Basically int *addr point to the first element in your array. So if you say addr[i] it equals to *(addr + i), which points to the ith element.
When you pass plain array to function, it decays to a pointer. So, we would talk about pointer from now onwards.
If you get a pointer to memory location (ptr) what all things you could do with it:-
de-reference it
*ptr
increment it
++ptr;
etc...
So, this function doesn't know you have an array. You happen to behave in this function as this pointer is pointer into as array. That means you can increment it to get to the next element of an array as array elements are in consecutive memory location. However, you have to ensure that you don't cross the bound.
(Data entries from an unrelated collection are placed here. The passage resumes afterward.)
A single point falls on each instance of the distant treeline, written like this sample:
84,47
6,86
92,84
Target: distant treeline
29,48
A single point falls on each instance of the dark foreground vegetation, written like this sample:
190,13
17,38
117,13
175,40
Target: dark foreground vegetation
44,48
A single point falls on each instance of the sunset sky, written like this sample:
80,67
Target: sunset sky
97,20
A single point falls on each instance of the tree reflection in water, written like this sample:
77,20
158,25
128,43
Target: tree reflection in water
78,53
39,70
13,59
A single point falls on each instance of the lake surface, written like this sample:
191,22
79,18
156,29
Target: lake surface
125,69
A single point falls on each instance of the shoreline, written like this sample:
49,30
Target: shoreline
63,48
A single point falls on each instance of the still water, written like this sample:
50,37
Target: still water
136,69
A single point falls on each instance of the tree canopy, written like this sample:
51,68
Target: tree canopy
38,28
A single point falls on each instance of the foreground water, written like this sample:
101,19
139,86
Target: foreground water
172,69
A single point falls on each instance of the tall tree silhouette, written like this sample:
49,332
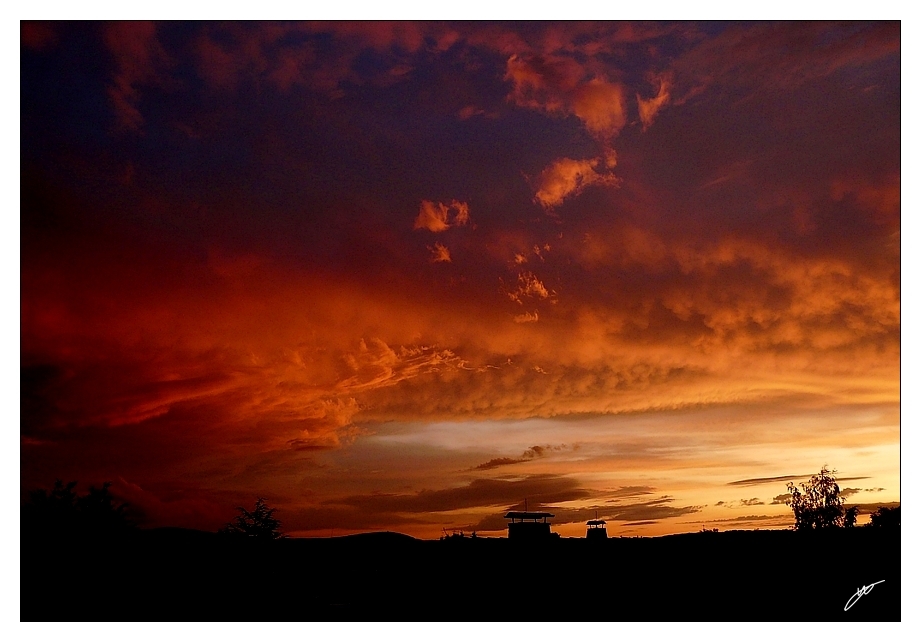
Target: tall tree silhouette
819,505
259,523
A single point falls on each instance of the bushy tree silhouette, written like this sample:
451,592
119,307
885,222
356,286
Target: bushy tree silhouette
259,523
62,512
819,505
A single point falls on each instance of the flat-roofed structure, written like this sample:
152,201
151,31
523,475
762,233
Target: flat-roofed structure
596,529
528,526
For that you explicitly pass size of array to this function.
Following program would state my doubt clearly I think,so I posted the program:
#include <stdio.h>
int main() {
int a[]={1,2,3,4,5};
if(&a[0] == a)
printf("Address of first element of an array is same as the value of array identifier\n");
if(&a == a)
printf("How can a value and address of an identifier be same?!");
return 0;
}
This is the link to output: http://ideone.com/KRiK0
When it is not the subject of the sizeof or unary & operators, an array evaluates to a (non-lvalue) pointer to its first element.
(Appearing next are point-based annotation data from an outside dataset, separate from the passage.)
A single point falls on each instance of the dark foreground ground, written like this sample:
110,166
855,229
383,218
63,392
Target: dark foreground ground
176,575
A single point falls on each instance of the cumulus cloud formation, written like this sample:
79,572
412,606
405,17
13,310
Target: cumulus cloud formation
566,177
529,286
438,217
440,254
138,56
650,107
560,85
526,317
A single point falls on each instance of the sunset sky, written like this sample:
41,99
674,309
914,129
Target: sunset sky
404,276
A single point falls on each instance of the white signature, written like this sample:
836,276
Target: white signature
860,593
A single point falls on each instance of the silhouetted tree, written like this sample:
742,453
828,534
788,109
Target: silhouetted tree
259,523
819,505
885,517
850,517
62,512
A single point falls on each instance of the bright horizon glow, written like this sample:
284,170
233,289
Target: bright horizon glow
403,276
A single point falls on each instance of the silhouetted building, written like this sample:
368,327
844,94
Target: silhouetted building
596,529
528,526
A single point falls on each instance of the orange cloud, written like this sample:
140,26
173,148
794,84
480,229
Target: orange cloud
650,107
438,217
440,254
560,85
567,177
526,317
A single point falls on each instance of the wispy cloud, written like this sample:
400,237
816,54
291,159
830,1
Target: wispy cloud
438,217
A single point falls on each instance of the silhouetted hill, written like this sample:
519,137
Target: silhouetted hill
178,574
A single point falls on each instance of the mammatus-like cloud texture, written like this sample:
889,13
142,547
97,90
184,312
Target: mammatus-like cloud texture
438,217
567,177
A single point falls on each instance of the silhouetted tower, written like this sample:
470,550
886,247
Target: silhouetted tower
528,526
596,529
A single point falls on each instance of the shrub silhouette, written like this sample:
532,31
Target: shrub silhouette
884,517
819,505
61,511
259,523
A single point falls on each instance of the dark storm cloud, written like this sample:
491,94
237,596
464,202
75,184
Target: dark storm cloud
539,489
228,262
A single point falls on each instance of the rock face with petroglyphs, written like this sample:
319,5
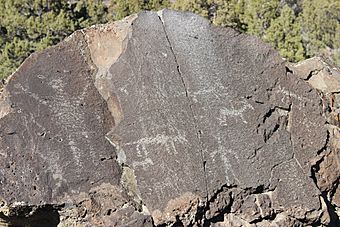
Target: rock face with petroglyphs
163,119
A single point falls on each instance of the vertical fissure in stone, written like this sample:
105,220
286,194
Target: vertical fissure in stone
198,132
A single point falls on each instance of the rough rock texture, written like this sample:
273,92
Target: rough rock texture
163,119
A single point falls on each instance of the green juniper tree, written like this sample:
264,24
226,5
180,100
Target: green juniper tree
284,34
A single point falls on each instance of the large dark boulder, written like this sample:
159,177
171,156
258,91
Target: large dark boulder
162,118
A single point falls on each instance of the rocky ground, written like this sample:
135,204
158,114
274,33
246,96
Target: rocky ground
162,119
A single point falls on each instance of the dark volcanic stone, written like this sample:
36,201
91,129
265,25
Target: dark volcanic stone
162,115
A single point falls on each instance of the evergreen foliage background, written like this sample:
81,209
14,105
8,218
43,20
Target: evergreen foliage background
297,28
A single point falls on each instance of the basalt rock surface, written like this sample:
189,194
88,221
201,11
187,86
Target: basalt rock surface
163,119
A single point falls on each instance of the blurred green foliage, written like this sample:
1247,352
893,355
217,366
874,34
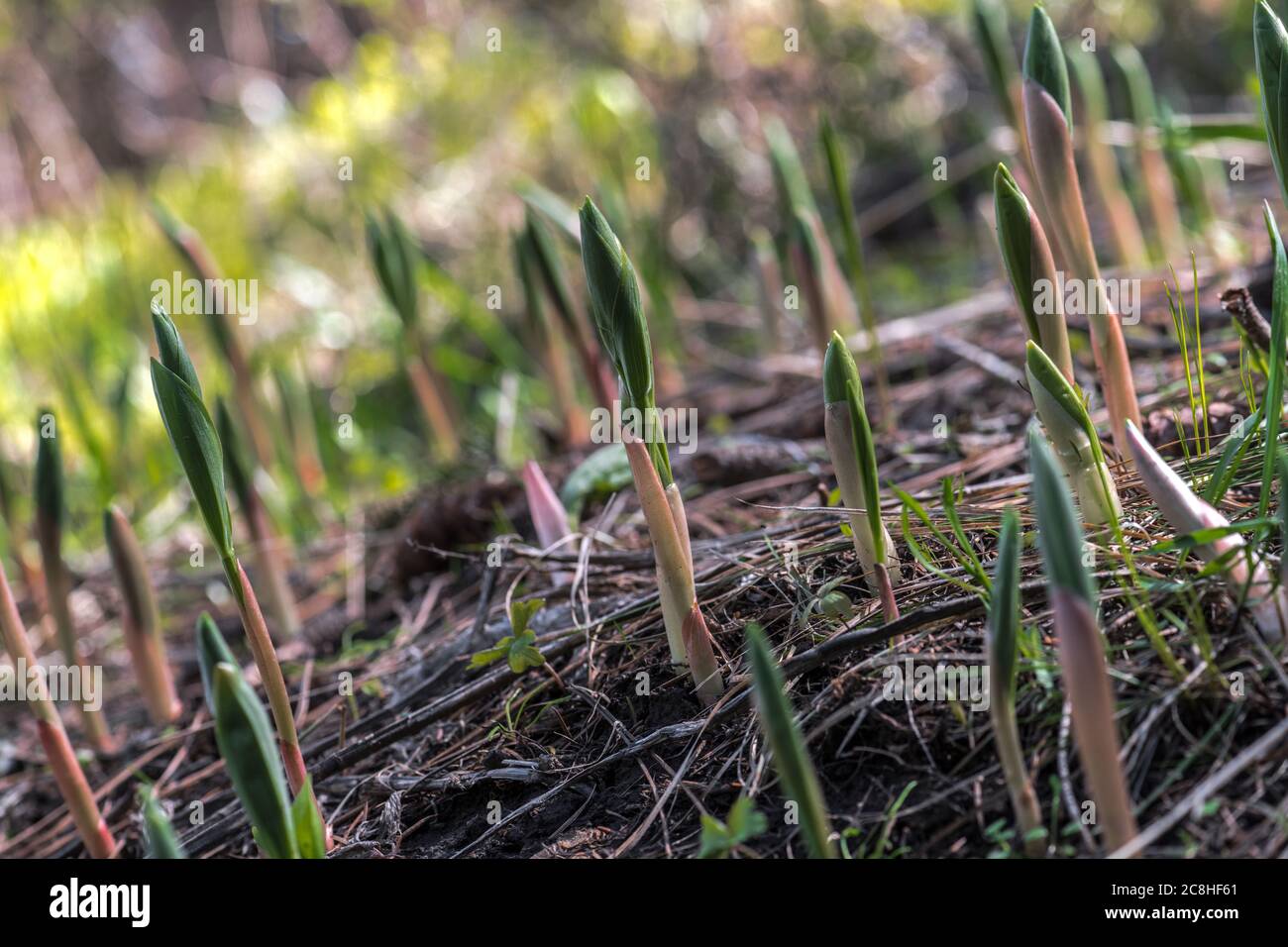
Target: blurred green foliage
443,128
So &a is the address of the array a, and a evaluates to the address of the first element in the array, a[0].
That the address of the array and the address of the first element in the array are the same is not surprising (that is, they point to the same location even though they have different types); the same is true of structs as well. Given:
struct {
int x;
int y;
} s;
Then &s and &s.x point to the same location (but have different types). If converted to void * they will compare equal. This is exactly analogous with &a and &a[0] (and consequently just a).
C++ has an implicit conversion between an array reference and a pointer. This has been asked many times before, see for example this SO question.
In C, you can get away with comparing two different types of pointers, but your compiler should give you a warning.
If I get your question right. Your int a[]={1,2,3,4,5}; I believe only stores the address of element 0 so putting this if(&a[0] == a)
is probably not required. The c string theory states that an array identifier without the bracket is the address of the first element of the characters. "a" is not defined in the program. it would probably give you a stack error. I would write it this way if(&a == a[]){printf("------"); this would only compare the address of the pointer to the address of the first element of the array.